Hard-hitting prose in the style of Sam Spade and Mike Hammer with a lesbian twist.


The first time I read the next book I’m going to talk about I gobbled it down in a day, which used to make me feel guilty because authors take months to write books and there was me, boom, done in a day. Now I know that for the compliment it is, of course. Greg Herren’s Murder in the Rue Dauphine starts off his Chanse MacLeod mystery series, with said PI trying to figure out a blackmail case, and having it all go very wrong, very quickly.

Just like the Micky Knight series, location is character-level important in the Chanse books, and New Orleans has rarely been captured as well as it has here. Also, the cast of characters around Chanse are fascinating, and you get to see them grow and shift throughout the series as well (did I mention this is also a series of seven books?)

The original cover of Murder in the Rue Dauphine by Greg Herren.

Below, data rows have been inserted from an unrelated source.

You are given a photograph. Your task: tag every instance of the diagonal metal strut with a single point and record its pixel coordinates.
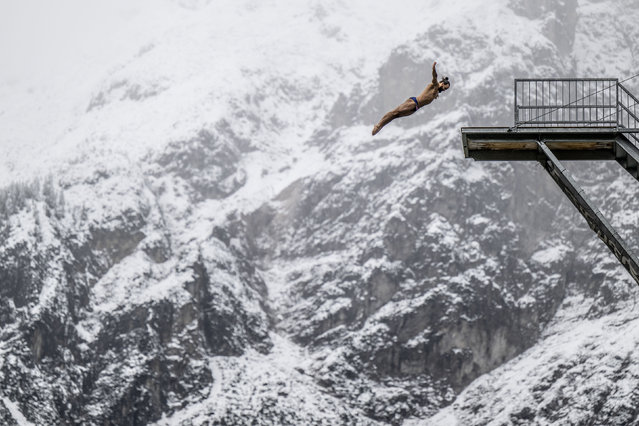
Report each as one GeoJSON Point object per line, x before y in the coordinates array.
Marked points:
{"type": "Point", "coordinates": [593, 216]}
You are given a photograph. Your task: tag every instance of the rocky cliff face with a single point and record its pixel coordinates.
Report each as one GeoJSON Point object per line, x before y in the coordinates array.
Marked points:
{"type": "Point", "coordinates": [224, 241]}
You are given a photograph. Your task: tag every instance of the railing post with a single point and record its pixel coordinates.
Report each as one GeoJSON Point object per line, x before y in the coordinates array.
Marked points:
{"type": "Point", "coordinates": [515, 106]}
{"type": "Point", "coordinates": [618, 109]}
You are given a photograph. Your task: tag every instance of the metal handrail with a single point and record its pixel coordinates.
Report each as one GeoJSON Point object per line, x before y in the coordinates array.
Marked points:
{"type": "Point", "coordinates": [575, 102]}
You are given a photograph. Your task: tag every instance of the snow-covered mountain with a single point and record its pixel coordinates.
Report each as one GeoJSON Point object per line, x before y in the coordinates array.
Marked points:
{"type": "Point", "coordinates": [198, 227]}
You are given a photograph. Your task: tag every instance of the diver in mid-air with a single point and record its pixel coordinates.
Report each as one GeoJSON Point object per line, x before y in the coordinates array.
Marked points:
{"type": "Point", "coordinates": [430, 93]}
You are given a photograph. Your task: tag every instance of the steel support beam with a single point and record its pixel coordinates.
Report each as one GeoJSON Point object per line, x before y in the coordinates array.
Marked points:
{"type": "Point", "coordinates": [593, 216]}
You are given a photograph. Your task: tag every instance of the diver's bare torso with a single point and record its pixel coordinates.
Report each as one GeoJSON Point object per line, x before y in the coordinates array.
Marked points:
{"type": "Point", "coordinates": [428, 95]}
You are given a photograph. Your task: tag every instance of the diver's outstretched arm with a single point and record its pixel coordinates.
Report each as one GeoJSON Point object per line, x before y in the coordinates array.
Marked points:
{"type": "Point", "coordinates": [434, 73]}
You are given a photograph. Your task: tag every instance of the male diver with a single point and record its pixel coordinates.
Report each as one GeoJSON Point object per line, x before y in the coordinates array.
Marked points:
{"type": "Point", "coordinates": [430, 93]}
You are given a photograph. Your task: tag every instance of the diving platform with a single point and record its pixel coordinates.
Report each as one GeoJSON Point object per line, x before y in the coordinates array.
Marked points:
{"type": "Point", "coordinates": [568, 120]}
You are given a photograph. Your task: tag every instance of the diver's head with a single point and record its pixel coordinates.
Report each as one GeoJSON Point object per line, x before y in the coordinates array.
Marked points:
{"type": "Point", "coordinates": [444, 84]}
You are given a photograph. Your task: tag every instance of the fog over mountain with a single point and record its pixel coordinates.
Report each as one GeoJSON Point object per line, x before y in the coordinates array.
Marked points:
{"type": "Point", "coordinates": [198, 227]}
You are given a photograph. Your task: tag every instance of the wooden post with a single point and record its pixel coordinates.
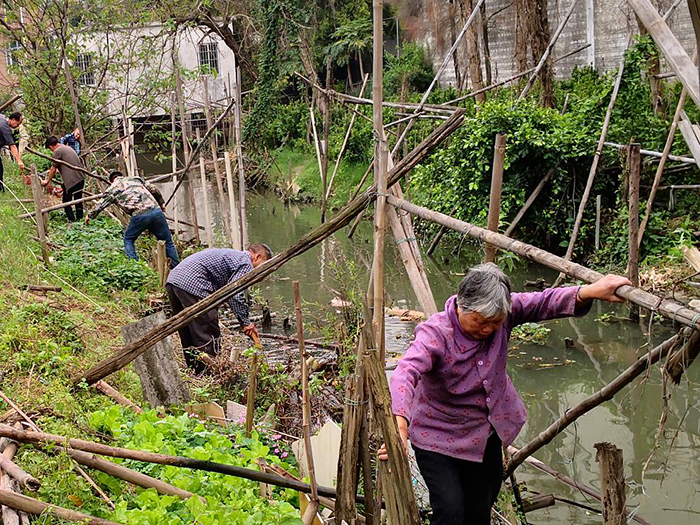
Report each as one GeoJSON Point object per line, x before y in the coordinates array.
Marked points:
{"type": "Point", "coordinates": [536, 192]}
{"type": "Point", "coordinates": [380, 176]}
{"type": "Point", "coordinates": [239, 158]}
{"type": "Point", "coordinates": [612, 482]}
{"type": "Point", "coordinates": [662, 164]}
{"type": "Point", "coordinates": [233, 208]}
{"type": "Point", "coordinates": [205, 196]}
{"type": "Point", "coordinates": [597, 221]}
{"type": "Point", "coordinates": [633, 167]}
{"type": "Point", "coordinates": [345, 140]}
{"type": "Point", "coordinates": [37, 191]}
{"type": "Point", "coordinates": [185, 144]}
{"type": "Point", "coordinates": [173, 151]}
{"type": "Point", "coordinates": [215, 159]}
{"type": "Point", "coordinates": [252, 387]}
{"type": "Point", "coordinates": [592, 171]}
{"type": "Point", "coordinates": [499, 157]}
{"type": "Point", "coordinates": [310, 513]}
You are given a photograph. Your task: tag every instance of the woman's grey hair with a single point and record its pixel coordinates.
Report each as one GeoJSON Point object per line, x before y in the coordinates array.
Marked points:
{"type": "Point", "coordinates": [485, 290]}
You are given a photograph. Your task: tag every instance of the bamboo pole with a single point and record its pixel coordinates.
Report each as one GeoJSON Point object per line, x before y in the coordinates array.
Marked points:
{"type": "Point", "coordinates": [310, 513]}
{"type": "Point", "coordinates": [345, 140]}
{"type": "Point", "coordinates": [205, 196]}
{"type": "Point", "coordinates": [37, 192]}
{"type": "Point", "coordinates": [657, 154]}
{"type": "Point", "coordinates": [395, 475]}
{"type": "Point", "coordinates": [662, 164]}
{"type": "Point", "coordinates": [676, 57]}
{"type": "Point", "coordinates": [633, 167]}
{"type": "Point", "coordinates": [239, 158]}
{"type": "Point", "coordinates": [233, 207]}
{"type": "Point", "coordinates": [380, 175]}
{"type": "Point", "coordinates": [612, 484]}
{"type": "Point", "coordinates": [499, 158]}
{"type": "Point", "coordinates": [530, 200]}
{"type": "Point", "coordinates": [215, 157]}
{"type": "Point", "coordinates": [117, 396]}
{"type": "Point", "coordinates": [119, 471]}
{"type": "Point", "coordinates": [128, 353]}
{"type": "Point", "coordinates": [594, 168]}
{"type": "Point", "coordinates": [687, 338]}
{"type": "Point", "coordinates": [162, 459]}
{"type": "Point", "coordinates": [547, 51]}
{"type": "Point", "coordinates": [67, 164]}
{"type": "Point", "coordinates": [598, 205]}
{"type": "Point", "coordinates": [580, 487]}
{"type": "Point", "coordinates": [637, 296]}
{"type": "Point", "coordinates": [36, 507]}
{"type": "Point", "coordinates": [186, 149]}
{"type": "Point", "coordinates": [173, 152]}
{"type": "Point", "coordinates": [252, 387]}
{"type": "Point", "coordinates": [8, 515]}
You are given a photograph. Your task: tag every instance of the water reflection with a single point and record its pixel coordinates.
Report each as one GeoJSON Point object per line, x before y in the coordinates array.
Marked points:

For gay New Orleans private eye Chanse MacLeod, it seemed like a simple case: find out who was blackmailing his pretty-boy client’s rich, closeted boyfriend, collect a nice check, and take some time off. But then the pretty boy turns up dead in what looks like a hate crime and the gay community of New Orleans is up in arms, demanding justice.

In the stifling heat of a New Orleans summer, Chanse searches for an extremely clever killer on a trail leading to a gay rights organization, boys for hire, and New Orleans society, knowing he has to find the killer before the entire city explodes.


How about you? Ever been to New Orleans? Or do you have a location that you love to visit in a literary way whenever can?